Recently, the infamous cases of cyber attacks such as WannaCry and NotPetya have compelled the organizations to be cognizant of the possible damages caused by notorious software agents and malware. With increased complexity and sophisticated nature of cyber attacks, it is imperative that organisations re-visit their risk management strategy and have risk transfer as one of the important pillars of it. Cyber Insurance is a means that can help organisations transfer the risk against cyber attacks.

Relevance of Cyber Risk Insurance

Cyber Risk Insurance, also referred to as the Cyber Liability Insurance Cover is an insurance product that helps the businesses hedge against the potentially devastating impacts of cyber attacks or cybercrimes. It enables organisations to mitigate the financial eventualities associated with Cyber Risks.

According to a Council of Insurance Agents and Brokers (CIAB) survey, while bigger companies are more likely to buy the insurance coverage, the majority of large organizations are still exposed to the risks associated to cyber attacks. Cyber Insurance products are yet to reach maturity and achieve greater penetration in the market due to lack of a standard mechanism to mitigate specific risks for an organisation, as other insurance domains do. The following figure depicts key challenges that limit cyber insurers’ outreach to the existing and potential buyers.

It is not only insurers that are marred with the lack of data or reliable predictive models to determine the value and viability of the cyber insurance, but the buyers are also equally uncertain about quantifying the risks and associated damages to buy the ‘right’ product(s). This leads to ambiguity on the type of coverage and the value of insurance they might need as well as the cost/ benefit associated with transferring of the risk exposure to insurers.

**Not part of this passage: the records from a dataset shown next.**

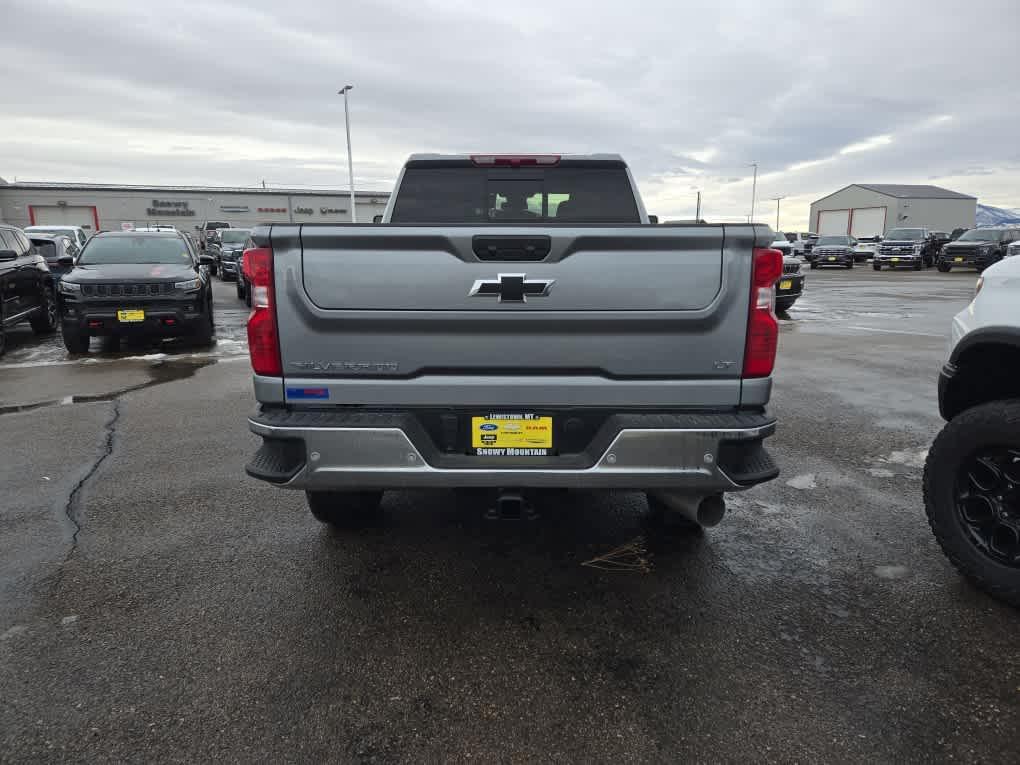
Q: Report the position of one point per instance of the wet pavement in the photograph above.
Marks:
(155, 604)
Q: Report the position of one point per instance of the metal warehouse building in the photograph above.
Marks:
(98, 207)
(867, 209)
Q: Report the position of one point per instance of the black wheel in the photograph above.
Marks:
(74, 340)
(972, 496)
(345, 509)
(46, 321)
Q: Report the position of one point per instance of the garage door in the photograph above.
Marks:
(868, 221)
(84, 216)
(832, 221)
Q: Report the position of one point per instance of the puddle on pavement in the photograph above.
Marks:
(159, 371)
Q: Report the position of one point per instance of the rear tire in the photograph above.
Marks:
(46, 321)
(74, 340)
(204, 336)
(970, 434)
(345, 509)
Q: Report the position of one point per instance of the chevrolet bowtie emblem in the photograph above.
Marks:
(511, 288)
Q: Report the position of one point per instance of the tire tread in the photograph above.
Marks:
(945, 450)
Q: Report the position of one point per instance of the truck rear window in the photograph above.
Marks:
(481, 195)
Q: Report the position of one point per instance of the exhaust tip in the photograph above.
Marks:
(711, 510)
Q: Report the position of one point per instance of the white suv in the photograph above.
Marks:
(972, 473)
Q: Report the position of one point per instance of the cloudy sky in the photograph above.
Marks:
(820, 94)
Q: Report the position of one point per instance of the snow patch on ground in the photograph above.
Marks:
(880, 472)
(803, 481)
(891, 572)
(908, 457)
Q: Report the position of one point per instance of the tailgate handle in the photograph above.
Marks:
(511, 248)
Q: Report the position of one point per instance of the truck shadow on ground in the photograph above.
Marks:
(429, 545)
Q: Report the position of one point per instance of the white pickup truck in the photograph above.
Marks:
(514, 323)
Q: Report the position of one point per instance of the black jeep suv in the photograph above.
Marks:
(977, 248)
(136, 284)
(26, 286)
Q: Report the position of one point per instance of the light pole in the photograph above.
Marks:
(754, 192)
(776, 199)
(350, 159)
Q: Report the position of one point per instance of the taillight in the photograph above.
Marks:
(514, 160)
(263, 339)
(763, 327)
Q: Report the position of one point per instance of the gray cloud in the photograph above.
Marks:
(819, 94)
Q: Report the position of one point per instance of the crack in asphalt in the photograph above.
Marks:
(72, 508)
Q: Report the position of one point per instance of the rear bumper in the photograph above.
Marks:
(898, 260)
(704, 453)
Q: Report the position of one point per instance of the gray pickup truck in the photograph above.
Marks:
(515, 323)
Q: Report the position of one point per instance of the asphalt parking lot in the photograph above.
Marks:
(155, 604)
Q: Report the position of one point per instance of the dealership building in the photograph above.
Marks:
(107, 207)
(867, 209)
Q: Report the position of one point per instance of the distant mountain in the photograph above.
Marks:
(997, 215)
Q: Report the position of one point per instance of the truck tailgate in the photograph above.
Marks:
(413, 316)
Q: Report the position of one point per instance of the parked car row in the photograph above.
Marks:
(26, 285)
(118, 284)
(136, 284)
(915, 248)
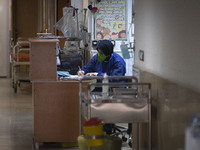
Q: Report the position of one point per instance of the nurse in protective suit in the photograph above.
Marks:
(105, 61)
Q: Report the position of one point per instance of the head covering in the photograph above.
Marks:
(105, 46)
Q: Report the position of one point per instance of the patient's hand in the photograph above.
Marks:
(81, 73)
(92, 74)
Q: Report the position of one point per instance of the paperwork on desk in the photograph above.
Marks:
(65, 75)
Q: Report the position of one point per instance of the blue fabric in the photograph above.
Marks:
(106, 47)
(116, 66)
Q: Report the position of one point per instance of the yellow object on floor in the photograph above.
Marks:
(68, 144)
(96, 131)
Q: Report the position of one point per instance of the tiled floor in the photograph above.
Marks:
(16, 118)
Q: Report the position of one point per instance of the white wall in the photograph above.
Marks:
(169, 33)
(4, 38)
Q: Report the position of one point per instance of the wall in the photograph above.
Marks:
(4, 38)
(168, 32)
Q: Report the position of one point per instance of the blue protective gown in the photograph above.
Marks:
(116, 66)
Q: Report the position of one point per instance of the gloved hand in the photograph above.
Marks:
(92, 74)
(81, 73)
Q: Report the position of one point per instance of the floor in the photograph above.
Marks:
(16, 118)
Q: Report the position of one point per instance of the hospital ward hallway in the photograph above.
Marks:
(16, 118)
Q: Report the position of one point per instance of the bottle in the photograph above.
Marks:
(105, 88)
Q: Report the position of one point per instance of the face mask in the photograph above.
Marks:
(101, 57)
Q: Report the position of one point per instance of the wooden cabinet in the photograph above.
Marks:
(56, 103)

Cyber risk could be spread over a wide range of coverages—general liability, property, professional liability, business interruption, and crime policies, among other standard coverages. This complicates efforts to assess coverage needs, match policies with exposures, and compare alternatives. It also challenges buyers and their intermediaries to ascertain the best are of coverage for cyber-related expenses such as forensics, notification, credit monitoring, public relations, reputational risk, legal defence and settlement costs, crisis management, recovery costs, and regulatory fines.

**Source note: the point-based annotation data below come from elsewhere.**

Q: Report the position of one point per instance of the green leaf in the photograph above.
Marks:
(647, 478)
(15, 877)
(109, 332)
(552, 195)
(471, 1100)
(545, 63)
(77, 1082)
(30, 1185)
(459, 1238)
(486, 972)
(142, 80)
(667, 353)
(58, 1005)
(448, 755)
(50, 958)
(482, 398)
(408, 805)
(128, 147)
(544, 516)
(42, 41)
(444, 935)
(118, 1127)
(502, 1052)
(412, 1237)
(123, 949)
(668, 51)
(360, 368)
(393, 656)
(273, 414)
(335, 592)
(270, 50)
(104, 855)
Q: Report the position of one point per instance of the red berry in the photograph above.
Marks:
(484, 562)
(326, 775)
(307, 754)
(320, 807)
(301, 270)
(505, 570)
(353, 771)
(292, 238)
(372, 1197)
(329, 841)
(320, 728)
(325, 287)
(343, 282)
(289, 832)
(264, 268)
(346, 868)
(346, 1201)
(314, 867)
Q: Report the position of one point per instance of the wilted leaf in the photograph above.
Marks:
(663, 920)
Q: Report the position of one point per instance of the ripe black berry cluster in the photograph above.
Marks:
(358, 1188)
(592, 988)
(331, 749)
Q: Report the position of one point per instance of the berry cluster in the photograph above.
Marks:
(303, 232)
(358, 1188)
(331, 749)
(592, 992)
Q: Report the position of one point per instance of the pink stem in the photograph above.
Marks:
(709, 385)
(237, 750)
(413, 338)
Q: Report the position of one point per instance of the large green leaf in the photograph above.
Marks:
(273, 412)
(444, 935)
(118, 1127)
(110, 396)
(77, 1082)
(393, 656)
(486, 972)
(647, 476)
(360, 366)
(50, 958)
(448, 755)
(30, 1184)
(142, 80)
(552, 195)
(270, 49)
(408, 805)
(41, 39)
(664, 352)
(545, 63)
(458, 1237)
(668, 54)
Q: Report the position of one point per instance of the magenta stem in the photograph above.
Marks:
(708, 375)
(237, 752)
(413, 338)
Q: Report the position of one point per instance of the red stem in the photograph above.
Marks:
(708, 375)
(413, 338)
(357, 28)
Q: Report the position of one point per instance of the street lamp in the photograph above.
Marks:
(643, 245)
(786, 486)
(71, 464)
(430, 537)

In addition, the legal setting remains unclear to resolve any dispute that might arise between the insurer and the buyer. Since there is not much clarity on the law around it, the terms and conditions of an insurance product are yet to be tested and made infallible.

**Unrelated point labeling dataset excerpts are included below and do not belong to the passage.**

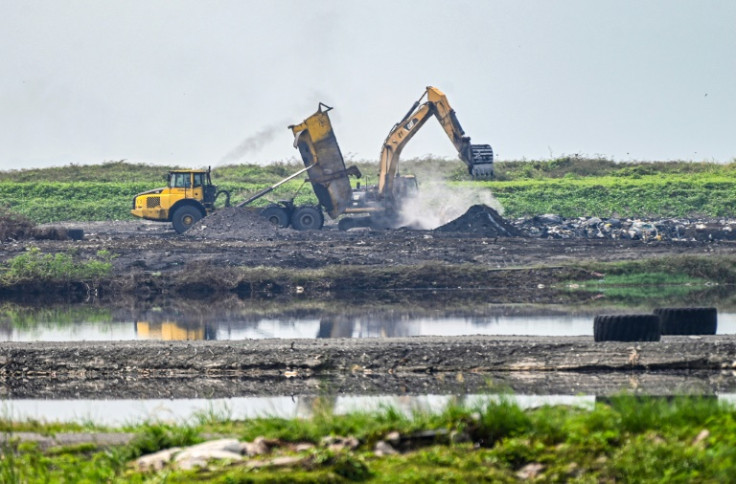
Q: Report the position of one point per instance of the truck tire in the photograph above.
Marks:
(687, 320)
(307, 218)
(75, 234)
(184, 217)
(626, 327)
(276, 215)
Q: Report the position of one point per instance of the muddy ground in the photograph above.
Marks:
(414, 366)
(155, 247)
(522, 266)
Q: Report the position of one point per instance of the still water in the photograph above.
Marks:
(122, 412)
(176, 327)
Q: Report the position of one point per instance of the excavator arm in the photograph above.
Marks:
(478, 158)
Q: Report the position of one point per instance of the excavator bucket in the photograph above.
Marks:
(318, 146)
(481, 161)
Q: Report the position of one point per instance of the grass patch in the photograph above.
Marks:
(625, 438)
(35, 267)
(569, 186)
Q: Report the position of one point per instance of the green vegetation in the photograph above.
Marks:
(569, 186)
(36, 267)
(625, 438)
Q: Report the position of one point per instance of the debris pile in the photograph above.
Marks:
(233, 223)
(557, 227)
(481, 220)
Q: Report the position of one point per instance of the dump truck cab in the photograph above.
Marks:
(189, 196)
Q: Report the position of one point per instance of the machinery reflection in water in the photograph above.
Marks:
(213, 322)
(326, 327)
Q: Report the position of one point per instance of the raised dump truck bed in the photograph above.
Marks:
(317, 145)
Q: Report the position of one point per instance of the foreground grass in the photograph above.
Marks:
(569, 186)
(624, 439)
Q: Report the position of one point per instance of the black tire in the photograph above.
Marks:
(626, 327)
(307, 218)
(75, 234)
(184, 217)
(276, 215)
(687, 320)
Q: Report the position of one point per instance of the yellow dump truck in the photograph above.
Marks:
(190, 194)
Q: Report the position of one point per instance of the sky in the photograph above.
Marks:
(198, 83)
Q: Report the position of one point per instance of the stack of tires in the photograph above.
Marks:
(649, 327)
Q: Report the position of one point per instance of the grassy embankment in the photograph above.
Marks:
(568, 186)
(625, 439)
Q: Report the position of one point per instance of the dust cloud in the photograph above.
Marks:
(438, 203)
(254, 143)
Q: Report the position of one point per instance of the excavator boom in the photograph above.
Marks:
(477, 157)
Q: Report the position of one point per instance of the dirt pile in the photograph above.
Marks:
(14, 226)
(233, 223)
(481, 220)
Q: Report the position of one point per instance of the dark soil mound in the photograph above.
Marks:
(14, 226)
(482, 220)
(233, 223)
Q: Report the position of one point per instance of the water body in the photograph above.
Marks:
(160, 325)
(122, 412)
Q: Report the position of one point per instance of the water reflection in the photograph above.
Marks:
(108, 324)
(122, 412)
(129, 412)
(162, 325)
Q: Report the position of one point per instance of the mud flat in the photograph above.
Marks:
(420, 365)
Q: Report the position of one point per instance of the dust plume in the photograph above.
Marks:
(438, 203)
(254, 143)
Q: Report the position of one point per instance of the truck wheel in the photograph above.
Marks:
(276, 215)
(185, 217)
(626, 327)
(687, 320)
(307, 218)
(346, 223)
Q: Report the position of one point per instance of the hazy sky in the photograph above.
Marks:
(209, 82)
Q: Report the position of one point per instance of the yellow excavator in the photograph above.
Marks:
(383, 201)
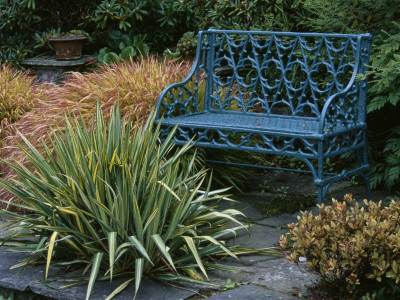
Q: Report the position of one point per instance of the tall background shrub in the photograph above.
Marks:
(381, 18)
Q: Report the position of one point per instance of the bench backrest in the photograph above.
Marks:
(280, 73)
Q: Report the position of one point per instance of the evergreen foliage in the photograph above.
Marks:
(379, 17)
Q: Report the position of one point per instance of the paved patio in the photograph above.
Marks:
(259, 277)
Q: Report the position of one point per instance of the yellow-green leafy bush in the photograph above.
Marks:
(348, 244)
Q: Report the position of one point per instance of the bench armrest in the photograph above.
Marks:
(185, 97)
(341, 110)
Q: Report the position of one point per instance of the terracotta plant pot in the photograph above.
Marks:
(68, 47)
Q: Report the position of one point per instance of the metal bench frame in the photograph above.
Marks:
(295, 94)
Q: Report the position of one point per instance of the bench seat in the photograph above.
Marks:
(282, 93)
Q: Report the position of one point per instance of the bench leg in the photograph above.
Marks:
(362, 157)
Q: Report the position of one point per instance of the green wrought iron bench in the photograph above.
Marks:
(295, 94)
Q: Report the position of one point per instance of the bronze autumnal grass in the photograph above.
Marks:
(17, 96)
(136, 85)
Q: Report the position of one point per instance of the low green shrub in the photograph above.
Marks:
(349, 246)
(112, 199)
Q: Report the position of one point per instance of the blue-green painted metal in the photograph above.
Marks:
(283, 93)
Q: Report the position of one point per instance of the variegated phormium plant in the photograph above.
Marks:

Key considerations for cyber insurance

Organisations must keep in mind a few of the below mentioned key points while dealing with Cyber Insurance

  • Establish the desired scope of cyber insurance coverage before deep diving into discussions with insurers. Conduct risk assessments to identify non-mitigatable risks that require coverage.
  • Thoroughly evaluate the available options of insurers and the policies offered by them. Identified threat vectors must be adequately covered against the evaluated business impact.
  • Identify various threats and attacks for the in-scope environment and estimate the varying costs that may be incurred in each scenario to best assess the required coverage. Consider both immediate as well as long-term impacts of various cyber attacks.
  • Ensure that the policy covers maximum (if not all) possible cyber attack scenarios. Have an in-depth discussion with the underwriter to ensure appropriate coverage. In addition to the assessed risks, the insurance must also address contractual requirements, if any.
  • Ensure the policy language is clear and unambiguous. A small difference in verbiage can lead
    to a failed claim in future.

Conclusion

Clearly, there is a need to embrace cyber insurance as a measure of risk mitigation. However, the potential of cyber insurance as the tool needs to be understood and realized by both the buyers and insurers. Having a holistic cyber risk management programs that span a buyer’s cyber risk lifecycle to complement traditional risk-transfer provisions, augmenting the risk awareness and standardizing the cyber insurance policy language are areas where buyers and insurers will have to work together to maximize the benefits of cyber insurance products.